Boston had runners at the corners in the 10th. Pedro Baez walked J.D. Martinez with one out and took third on Holt’s single to center.
Bellinger started a sensational, inning-ending double play from center field, catching Nunez’s pinch-hit fly and then firing to catcher Austin Barnes a few feet up the third-base line. Barnes made the tag as Kinsler came barreling past and both players tumbled to the dirt.
The game began in 78-degree heat — 31 degrees warmer than at Fenway Park for the first two games.

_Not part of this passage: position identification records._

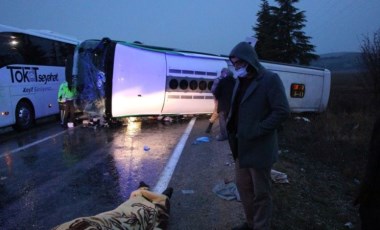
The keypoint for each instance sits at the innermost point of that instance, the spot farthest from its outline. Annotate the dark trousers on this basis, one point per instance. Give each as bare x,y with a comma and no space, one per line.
254,186
69,111
222,124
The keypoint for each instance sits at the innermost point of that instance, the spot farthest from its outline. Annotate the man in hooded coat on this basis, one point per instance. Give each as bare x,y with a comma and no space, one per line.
259,106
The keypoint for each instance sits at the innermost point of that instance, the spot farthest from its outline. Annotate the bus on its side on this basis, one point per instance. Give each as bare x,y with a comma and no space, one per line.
32,67
120,79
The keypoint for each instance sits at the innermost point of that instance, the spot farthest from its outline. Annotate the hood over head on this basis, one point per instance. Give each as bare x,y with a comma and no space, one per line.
247,53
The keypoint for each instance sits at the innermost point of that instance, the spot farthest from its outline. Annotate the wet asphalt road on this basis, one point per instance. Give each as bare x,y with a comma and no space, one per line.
50,175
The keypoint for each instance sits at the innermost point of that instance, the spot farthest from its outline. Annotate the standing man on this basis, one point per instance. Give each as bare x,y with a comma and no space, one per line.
66,95
223,94
259,106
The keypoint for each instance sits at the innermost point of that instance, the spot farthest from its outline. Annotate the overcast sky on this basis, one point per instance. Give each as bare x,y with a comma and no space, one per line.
212,26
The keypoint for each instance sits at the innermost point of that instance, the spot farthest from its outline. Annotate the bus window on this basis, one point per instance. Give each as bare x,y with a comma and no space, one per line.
8,51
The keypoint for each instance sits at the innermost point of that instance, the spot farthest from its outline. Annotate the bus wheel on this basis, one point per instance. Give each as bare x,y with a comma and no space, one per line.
24,116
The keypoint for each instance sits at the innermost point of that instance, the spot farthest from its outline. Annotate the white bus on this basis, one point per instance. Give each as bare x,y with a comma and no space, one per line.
119,79
32,66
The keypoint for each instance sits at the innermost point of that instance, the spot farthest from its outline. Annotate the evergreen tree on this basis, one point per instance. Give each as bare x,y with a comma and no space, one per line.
265,28
284,41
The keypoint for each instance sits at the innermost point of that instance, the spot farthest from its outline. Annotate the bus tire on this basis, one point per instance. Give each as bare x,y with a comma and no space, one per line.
24,116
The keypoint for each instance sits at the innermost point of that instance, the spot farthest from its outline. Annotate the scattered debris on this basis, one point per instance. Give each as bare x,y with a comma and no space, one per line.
227,191
187,191
201,140
349,225
279,177
302,118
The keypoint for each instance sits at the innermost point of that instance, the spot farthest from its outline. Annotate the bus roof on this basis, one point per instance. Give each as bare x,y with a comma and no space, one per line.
41,33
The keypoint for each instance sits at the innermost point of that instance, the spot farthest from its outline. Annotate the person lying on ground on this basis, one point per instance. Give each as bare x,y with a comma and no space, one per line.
143,210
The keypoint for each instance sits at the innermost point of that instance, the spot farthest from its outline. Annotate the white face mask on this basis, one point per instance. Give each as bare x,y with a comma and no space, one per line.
242,72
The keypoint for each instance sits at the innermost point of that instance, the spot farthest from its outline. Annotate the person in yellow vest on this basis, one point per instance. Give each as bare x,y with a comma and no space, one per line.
66,96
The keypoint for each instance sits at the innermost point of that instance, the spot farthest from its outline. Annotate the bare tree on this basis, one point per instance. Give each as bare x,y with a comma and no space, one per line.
371,57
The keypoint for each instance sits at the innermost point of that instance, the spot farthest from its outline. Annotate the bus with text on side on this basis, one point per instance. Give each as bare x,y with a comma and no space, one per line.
32,66
120,79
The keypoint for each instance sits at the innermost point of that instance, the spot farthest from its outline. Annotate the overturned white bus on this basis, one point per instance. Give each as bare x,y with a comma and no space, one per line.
119,79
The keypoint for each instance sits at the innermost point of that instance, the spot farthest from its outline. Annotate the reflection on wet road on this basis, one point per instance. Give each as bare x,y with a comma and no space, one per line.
78,172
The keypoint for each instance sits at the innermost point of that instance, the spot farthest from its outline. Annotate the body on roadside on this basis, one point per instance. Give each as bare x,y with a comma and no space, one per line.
259,106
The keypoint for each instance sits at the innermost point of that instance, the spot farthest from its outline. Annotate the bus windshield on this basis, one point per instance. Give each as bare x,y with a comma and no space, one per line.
89,73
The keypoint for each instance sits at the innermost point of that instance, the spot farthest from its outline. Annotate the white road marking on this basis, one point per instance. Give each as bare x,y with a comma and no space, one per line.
167,173
31,144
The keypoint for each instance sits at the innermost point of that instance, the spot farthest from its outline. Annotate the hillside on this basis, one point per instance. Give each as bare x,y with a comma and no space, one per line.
340,62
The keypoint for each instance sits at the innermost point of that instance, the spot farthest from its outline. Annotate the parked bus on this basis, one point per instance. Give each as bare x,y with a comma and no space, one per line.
119,79
32,66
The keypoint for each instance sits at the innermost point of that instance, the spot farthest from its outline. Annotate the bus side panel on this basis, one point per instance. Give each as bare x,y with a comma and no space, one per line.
42,93
188,101
138,84
313,81
6,116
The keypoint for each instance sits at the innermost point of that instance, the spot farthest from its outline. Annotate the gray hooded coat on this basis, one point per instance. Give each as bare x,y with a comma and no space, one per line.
252,124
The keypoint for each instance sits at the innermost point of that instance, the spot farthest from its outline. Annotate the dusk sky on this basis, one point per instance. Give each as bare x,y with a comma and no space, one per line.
212,26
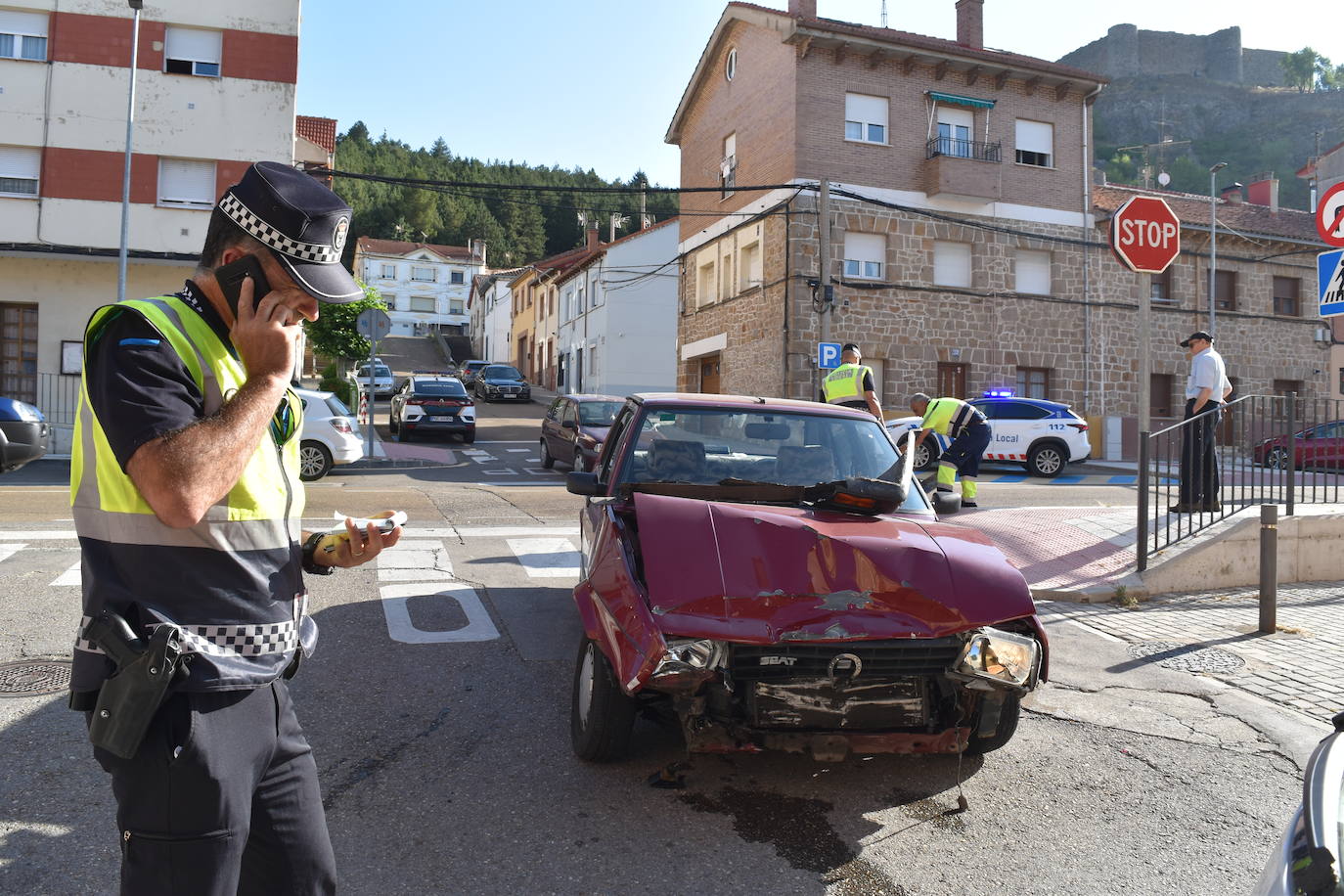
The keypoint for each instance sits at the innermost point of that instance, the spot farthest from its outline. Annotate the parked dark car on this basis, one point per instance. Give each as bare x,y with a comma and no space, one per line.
24,434
575,427
431,403
769,574
470,371
502,381
1318,446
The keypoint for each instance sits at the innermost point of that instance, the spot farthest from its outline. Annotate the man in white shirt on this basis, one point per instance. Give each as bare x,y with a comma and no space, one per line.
1206,391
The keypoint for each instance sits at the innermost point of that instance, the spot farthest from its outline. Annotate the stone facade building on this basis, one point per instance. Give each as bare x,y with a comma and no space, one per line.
967,250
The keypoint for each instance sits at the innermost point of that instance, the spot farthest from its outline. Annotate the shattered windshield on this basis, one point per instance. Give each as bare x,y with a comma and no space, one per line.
730,446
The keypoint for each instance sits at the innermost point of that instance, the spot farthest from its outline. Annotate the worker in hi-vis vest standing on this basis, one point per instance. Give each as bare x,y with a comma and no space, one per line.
969,432
851,383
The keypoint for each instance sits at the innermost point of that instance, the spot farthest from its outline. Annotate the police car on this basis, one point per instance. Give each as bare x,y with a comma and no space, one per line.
1042,435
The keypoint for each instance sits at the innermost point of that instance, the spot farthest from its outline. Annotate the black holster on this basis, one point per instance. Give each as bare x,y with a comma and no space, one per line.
130,697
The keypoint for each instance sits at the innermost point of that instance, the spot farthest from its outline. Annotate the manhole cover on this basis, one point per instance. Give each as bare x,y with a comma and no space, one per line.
32,677
1187,657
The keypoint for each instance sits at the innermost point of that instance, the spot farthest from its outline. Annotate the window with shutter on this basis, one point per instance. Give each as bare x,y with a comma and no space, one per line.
1035,143
19,169
191,51
186,183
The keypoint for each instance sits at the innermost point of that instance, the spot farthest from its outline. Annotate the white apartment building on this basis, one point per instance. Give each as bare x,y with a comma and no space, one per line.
214,93
617,316
425,287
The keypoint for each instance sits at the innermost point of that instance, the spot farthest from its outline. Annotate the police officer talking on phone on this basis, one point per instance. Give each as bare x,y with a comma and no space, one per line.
189,506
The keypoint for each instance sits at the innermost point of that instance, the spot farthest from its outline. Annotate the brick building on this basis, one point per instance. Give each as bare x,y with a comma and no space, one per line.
965,247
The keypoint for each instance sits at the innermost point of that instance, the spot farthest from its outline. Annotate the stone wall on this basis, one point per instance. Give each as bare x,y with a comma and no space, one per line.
1128,53
1089,349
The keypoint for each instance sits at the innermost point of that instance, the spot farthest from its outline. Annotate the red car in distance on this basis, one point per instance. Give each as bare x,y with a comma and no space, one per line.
769,572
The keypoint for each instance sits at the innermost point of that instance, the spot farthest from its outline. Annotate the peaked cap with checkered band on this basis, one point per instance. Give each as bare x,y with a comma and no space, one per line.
304,225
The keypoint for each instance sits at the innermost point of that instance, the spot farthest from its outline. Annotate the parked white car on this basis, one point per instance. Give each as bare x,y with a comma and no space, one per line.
383,381
330,437
1042,435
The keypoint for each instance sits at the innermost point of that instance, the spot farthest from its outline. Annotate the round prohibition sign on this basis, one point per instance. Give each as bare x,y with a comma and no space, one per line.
1329,215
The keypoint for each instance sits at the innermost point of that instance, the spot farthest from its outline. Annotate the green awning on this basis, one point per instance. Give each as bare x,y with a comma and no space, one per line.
960,101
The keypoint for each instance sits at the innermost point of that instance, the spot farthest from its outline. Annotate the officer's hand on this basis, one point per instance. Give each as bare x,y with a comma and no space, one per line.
354,547
263,332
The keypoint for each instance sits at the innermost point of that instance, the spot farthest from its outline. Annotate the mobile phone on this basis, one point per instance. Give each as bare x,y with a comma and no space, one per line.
230,278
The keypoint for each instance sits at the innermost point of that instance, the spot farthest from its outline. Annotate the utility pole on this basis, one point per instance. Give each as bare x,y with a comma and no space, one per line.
824,262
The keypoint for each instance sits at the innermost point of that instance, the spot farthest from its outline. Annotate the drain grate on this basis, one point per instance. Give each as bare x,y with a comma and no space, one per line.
34,677
1187,657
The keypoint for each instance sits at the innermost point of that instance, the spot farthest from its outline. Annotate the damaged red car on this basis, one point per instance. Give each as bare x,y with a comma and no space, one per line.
769,574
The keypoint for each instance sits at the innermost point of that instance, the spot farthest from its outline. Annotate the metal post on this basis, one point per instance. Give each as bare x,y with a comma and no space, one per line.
1142,546
125,175
1269,568
824,274
1290,473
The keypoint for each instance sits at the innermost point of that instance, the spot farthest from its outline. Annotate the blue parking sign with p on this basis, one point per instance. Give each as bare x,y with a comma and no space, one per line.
1329,278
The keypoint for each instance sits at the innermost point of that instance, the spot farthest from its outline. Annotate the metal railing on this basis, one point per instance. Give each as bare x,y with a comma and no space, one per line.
1260,449
963,150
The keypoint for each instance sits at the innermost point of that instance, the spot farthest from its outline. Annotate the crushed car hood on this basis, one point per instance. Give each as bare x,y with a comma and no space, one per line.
766,574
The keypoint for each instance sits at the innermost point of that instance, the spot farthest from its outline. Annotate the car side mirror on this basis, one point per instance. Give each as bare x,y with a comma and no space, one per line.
584,484
945,503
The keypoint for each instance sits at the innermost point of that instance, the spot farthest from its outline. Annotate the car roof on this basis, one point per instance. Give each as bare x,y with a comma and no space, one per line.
746,402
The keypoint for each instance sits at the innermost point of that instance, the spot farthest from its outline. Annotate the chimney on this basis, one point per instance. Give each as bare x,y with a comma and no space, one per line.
970,23
1264,191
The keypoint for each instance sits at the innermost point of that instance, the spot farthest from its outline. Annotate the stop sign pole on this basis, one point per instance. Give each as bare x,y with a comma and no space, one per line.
1145,237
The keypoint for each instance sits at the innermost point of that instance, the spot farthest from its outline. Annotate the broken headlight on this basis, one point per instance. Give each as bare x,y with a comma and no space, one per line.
999,655
689,662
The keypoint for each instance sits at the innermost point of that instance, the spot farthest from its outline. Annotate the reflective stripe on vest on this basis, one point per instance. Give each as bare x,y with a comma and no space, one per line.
230,580
844,383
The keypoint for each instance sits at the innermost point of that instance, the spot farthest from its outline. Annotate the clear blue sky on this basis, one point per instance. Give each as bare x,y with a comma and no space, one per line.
593,83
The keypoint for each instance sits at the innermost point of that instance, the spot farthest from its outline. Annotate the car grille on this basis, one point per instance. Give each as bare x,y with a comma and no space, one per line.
879,658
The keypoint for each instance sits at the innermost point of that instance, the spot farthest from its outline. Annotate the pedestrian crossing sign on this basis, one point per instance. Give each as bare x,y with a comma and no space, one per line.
1329,277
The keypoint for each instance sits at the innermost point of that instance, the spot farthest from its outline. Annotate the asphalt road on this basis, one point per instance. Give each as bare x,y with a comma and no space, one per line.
437,705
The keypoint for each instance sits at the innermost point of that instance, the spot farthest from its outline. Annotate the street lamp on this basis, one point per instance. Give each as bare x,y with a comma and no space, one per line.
1213,241
125,175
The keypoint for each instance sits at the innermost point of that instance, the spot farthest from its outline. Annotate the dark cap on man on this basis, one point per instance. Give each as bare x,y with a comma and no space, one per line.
301,222
1199,334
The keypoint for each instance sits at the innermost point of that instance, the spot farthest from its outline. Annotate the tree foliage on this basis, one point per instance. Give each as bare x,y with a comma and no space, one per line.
334,332
519,226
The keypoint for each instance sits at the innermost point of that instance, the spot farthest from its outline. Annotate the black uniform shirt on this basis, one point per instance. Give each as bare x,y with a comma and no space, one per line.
139,387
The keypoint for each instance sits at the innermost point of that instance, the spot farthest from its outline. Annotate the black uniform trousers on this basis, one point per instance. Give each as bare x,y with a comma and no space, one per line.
222,798
1199,479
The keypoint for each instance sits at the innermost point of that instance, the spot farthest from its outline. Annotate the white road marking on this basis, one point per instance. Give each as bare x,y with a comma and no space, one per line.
68,576
546,558
36,535
399,626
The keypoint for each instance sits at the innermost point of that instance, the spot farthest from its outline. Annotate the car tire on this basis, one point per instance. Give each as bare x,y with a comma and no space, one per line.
1008,718
1048,460
315,461
601,715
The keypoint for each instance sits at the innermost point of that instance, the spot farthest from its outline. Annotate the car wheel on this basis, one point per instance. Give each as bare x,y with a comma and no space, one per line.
1008,718
1046,460
601,715
315,461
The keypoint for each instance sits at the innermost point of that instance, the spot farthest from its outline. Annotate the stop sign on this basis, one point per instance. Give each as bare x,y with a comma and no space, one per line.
1145,234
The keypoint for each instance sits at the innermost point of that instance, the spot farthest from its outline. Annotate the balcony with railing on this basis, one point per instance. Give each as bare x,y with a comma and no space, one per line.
963,168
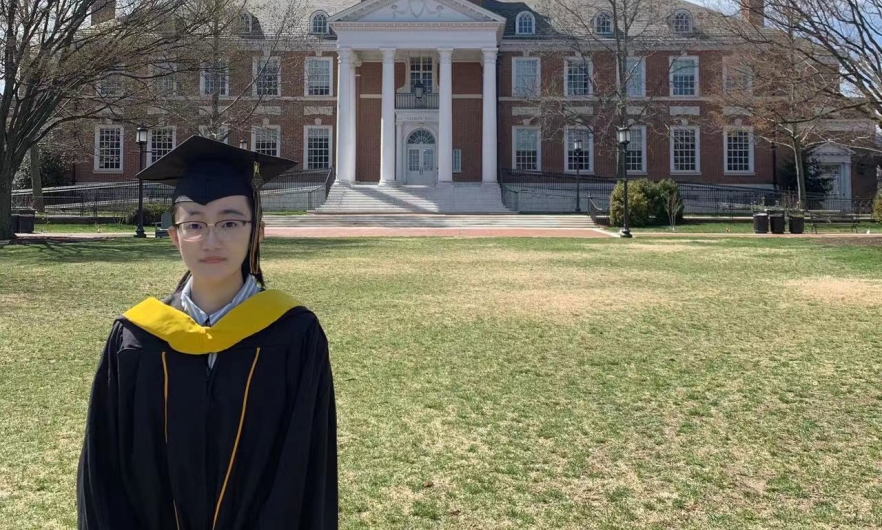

Buehler stymied the Red Sox through seven innings. The right-hander retired his final 14 batters before leaving after 108 pitches. He allowed two hits, struck out seven and didn’t walk anyone.
“He’s got an overt confidence, a quiet confidence, a little combo,” Roberts said. “But he’s got tremendous stuff, and he lives for moments like this.”
Boston starter Rick Porcello gave up one run and three hits in 4 2/3 innings. He struck out five and walked one.
Alex Wood threw a hitless inning for the win.
ALL NIGHT LONG
Previously, the longest postseason game by time was San Francisco’s 18-inning win over Washington that took 6 hours, 23 minutes, during the 2014 NL Division Series. The only other playoff game to last 18 innings was Houston’s victory over Atlanta in the 2005 NLDS.
The Red Sox had won six straight games, starting in the ALCS. They had been 5-0 on the road this postseason.
Red Sox: Cora hadn’t decided on a Game 4 starter.
Dodgers: After the game, the team said its starter would be announced later. Left-hander Rich Hill had been set to go.